Sedimentation is the simplest and most commonly used method of separating coarse impurities from wastewater, which, under the influence of gravitational force, settle to the bottom of the settling tank or float to its surface. Depending on the required degree of wastewater treatment, sedimentation is used either for pretreatment before treatment at other, more complex facilities, or as a method of final purification, if local conditions require only undissolved (precipitating or floating) impurities to be isolated from wastewater.

АННОТАЦИЯ

Осаждение - это самый простой и наиболее часто используемый метод отделения крупных примесей от сточных вод, которые под действием силы тяжести оседают на дно отстойника или всплывают на его поверхность. В зависимости от требуемой степени очистки сточных вод осаждение используется либо для предварительной обработки перед очисткой на других, более сложных установках, либо в качестве метода окончательной очистки, если местные условия требуют выделения из сточных вод только нерастворенных (осаждающихся или плавающих) примесей.
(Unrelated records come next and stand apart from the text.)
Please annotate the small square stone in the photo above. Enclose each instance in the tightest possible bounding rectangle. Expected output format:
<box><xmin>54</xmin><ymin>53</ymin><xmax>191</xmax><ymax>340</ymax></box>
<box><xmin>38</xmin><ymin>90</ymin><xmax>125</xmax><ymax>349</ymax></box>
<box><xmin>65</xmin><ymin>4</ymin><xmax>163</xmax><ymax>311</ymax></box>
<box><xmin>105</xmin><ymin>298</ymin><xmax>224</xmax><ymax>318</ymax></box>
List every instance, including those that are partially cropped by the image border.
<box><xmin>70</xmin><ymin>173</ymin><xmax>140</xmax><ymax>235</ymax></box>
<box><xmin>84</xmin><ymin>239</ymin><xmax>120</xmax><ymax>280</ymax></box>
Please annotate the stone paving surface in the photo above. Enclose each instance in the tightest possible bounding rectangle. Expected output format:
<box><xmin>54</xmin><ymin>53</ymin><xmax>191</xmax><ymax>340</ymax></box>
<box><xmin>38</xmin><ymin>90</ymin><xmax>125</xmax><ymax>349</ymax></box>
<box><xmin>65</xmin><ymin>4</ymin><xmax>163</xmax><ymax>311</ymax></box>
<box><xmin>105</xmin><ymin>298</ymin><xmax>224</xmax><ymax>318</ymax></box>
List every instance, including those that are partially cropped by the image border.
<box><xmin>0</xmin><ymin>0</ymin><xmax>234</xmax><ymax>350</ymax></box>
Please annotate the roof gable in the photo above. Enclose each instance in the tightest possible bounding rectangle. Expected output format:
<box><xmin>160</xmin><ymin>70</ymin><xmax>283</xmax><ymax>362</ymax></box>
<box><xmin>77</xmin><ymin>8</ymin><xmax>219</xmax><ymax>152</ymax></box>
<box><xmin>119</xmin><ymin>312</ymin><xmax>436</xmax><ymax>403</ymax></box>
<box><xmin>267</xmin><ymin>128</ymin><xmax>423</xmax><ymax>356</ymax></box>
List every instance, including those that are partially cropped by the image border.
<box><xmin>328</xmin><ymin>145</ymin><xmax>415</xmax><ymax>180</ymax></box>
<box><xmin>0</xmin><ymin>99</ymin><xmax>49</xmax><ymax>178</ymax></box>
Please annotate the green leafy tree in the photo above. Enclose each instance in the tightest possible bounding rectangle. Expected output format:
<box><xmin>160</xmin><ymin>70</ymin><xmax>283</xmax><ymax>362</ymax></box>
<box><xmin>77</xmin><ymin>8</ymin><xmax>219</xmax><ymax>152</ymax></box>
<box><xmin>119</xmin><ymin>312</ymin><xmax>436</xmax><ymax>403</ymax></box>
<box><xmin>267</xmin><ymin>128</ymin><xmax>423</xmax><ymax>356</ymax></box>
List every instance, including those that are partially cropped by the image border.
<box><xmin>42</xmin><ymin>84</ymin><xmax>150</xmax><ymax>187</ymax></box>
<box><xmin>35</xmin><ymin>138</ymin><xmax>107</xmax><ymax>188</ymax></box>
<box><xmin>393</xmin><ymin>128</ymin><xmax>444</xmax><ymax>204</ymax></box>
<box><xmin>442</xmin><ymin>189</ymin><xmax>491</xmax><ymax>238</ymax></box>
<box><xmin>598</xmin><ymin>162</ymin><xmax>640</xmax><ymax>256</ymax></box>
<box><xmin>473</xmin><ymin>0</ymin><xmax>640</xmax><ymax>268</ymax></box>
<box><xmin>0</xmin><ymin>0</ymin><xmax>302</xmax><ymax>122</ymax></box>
Keywords: Settling, horizontal sump, solid particles, wastewater, flocculation, Reynolds number.

Ключевые слова: Отстаивание, горизонтальный отстойник, твердые частицы, сточные воды, флокуляция, число Рейнольдса.
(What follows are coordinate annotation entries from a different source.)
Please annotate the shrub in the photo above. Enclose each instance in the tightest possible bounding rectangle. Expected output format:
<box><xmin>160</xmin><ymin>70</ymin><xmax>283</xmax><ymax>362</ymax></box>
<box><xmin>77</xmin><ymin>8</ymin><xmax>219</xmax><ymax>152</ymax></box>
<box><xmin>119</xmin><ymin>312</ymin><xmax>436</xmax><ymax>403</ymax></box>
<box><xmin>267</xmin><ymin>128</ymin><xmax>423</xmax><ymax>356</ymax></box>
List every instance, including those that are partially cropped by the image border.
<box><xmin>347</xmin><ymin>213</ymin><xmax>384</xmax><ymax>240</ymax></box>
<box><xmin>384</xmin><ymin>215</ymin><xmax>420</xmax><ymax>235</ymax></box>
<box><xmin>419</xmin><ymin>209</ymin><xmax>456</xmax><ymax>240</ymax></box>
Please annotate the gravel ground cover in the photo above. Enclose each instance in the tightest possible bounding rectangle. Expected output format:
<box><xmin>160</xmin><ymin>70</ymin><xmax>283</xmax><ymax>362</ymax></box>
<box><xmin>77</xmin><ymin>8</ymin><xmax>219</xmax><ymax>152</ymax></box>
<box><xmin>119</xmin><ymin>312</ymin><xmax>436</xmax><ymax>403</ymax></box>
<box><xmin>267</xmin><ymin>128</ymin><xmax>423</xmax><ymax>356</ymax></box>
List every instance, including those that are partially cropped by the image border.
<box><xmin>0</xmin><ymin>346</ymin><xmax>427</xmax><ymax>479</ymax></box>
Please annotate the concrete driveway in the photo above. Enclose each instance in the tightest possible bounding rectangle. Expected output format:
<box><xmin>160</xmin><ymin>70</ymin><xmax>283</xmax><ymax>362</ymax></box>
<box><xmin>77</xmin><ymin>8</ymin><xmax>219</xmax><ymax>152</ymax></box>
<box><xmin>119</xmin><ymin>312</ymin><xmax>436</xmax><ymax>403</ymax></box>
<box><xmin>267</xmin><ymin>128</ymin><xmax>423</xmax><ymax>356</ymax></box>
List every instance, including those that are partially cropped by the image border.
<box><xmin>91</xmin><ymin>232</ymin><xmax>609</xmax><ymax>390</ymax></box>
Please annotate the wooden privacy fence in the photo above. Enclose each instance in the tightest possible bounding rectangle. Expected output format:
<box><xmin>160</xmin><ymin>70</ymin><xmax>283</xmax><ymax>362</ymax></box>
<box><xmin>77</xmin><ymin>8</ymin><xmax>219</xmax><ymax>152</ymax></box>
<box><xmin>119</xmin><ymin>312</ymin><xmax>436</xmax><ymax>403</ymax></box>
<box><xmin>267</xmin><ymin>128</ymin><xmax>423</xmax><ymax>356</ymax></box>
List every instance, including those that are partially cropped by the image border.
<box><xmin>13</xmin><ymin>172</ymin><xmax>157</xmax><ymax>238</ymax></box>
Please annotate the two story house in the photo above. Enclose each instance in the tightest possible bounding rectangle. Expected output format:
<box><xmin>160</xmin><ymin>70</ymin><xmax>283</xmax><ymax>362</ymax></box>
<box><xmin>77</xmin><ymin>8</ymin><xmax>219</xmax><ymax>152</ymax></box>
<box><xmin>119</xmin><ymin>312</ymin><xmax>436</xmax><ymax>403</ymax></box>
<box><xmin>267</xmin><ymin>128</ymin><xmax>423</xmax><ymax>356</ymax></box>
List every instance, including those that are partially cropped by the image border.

Introduction. The primary sedimentation tank is usually located after the grain chamber. This is where as much of the settling undissolved particles as possible are separated. This sludge is called primary sludge [11-9]. In some plants (oxidation ditch types) where no primary sedimentation tank is installed, the undissolved particles are trapped in the activated sludge and stabilized there. The sand particles are basically called granular particles, which settle unchanged (undetectable sedimentation) [10-2]. It is also well known that during the settling process, particles become larger as a result of particle agglomeration or flocculation (flocculent settling). This process can be stimulated by agitation, the addition of chemicals and biological agents. Flocculation occurs at higher concentrations of undissolved particles; it is clearly the primary sedimentation.
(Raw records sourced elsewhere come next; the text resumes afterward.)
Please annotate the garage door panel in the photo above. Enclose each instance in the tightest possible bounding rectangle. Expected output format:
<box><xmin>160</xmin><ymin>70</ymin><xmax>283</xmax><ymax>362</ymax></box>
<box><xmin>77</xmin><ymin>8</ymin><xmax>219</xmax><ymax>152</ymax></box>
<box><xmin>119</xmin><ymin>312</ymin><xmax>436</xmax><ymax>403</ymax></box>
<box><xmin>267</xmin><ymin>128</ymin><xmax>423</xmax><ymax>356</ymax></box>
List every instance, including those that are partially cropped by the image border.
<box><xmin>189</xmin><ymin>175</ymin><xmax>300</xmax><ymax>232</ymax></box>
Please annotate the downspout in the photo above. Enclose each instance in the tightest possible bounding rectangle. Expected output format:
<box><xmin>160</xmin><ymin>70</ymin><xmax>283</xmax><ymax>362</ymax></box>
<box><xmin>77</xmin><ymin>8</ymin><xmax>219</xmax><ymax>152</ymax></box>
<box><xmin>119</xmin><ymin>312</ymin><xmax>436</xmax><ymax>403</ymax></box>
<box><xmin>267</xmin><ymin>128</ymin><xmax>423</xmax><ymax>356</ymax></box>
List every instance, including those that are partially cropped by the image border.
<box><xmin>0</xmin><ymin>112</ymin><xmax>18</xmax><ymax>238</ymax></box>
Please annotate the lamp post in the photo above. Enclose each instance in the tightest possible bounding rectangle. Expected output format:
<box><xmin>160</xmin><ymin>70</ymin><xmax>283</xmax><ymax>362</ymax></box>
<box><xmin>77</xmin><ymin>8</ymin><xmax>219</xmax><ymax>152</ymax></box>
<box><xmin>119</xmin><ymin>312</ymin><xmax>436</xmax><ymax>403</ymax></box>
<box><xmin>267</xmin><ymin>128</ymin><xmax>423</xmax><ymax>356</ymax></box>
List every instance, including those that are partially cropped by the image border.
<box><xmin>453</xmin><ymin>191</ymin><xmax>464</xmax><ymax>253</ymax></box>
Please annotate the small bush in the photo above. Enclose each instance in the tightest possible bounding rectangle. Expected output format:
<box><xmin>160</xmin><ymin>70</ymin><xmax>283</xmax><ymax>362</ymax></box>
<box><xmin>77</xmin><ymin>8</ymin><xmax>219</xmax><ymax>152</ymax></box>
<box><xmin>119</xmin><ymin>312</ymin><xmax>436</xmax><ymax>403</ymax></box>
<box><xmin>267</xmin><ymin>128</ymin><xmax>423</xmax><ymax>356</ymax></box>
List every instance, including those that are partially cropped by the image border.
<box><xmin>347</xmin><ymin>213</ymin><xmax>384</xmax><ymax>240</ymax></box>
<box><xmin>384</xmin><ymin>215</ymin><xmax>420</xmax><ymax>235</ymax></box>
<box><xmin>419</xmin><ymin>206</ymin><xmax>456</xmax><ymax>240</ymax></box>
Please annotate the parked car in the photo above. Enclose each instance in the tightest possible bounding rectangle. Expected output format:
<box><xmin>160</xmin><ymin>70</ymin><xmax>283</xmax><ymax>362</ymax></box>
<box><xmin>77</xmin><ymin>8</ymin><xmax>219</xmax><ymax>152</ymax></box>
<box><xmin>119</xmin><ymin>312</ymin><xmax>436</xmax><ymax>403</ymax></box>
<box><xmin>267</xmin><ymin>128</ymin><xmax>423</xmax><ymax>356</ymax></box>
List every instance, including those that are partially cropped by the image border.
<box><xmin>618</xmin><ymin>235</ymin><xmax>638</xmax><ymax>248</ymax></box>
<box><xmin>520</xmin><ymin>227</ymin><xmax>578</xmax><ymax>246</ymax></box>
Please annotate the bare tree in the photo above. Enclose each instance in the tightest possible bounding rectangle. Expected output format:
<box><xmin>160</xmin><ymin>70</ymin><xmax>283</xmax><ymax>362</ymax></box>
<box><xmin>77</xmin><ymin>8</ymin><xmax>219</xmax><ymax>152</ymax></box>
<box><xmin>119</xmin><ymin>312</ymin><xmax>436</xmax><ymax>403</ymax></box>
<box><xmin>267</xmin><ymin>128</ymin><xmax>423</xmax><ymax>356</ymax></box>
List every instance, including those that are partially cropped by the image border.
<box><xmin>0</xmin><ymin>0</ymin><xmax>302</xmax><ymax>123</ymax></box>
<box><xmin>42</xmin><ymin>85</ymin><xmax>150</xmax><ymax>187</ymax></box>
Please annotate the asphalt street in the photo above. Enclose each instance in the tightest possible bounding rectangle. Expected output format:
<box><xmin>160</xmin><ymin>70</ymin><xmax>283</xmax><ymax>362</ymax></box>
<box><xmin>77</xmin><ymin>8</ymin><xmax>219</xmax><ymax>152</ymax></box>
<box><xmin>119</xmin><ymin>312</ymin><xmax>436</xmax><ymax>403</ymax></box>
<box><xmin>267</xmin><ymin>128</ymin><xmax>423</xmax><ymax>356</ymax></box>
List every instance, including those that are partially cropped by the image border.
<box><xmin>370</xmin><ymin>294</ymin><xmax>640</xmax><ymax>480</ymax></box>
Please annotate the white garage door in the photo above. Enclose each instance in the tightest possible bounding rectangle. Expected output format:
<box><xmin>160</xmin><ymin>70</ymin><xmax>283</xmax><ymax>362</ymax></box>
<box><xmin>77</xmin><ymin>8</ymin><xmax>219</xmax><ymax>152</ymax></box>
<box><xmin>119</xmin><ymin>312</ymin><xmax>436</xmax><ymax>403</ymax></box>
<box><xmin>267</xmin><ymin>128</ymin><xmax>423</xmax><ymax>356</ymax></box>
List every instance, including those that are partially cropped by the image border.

Problem Statement and Solution Method. Deposition is a treatment process that removes suspended particles such as flakes, sand, and clay from water. Sedimentation is often used in surface water treatment to avoid rapid clogging of sand filters after coagulation and flake formation. Sedimentation is used in groundwater treatment plants for backwash treatment. In horizontal-flow settling tanks (Fig. 1), water is evenly distributed across the cross-sectional area of the tank in the inlet area. Stable, non-turbulent flow in the sedimentation zone ensures sedimentation of suspended solids in the sedimentation zone. The sediment accumulates at the bottom or is permanently removed.

Figure 1. Horizontal flow sump

Sedimentation occurs because of the density difference between the suspended solids and the water.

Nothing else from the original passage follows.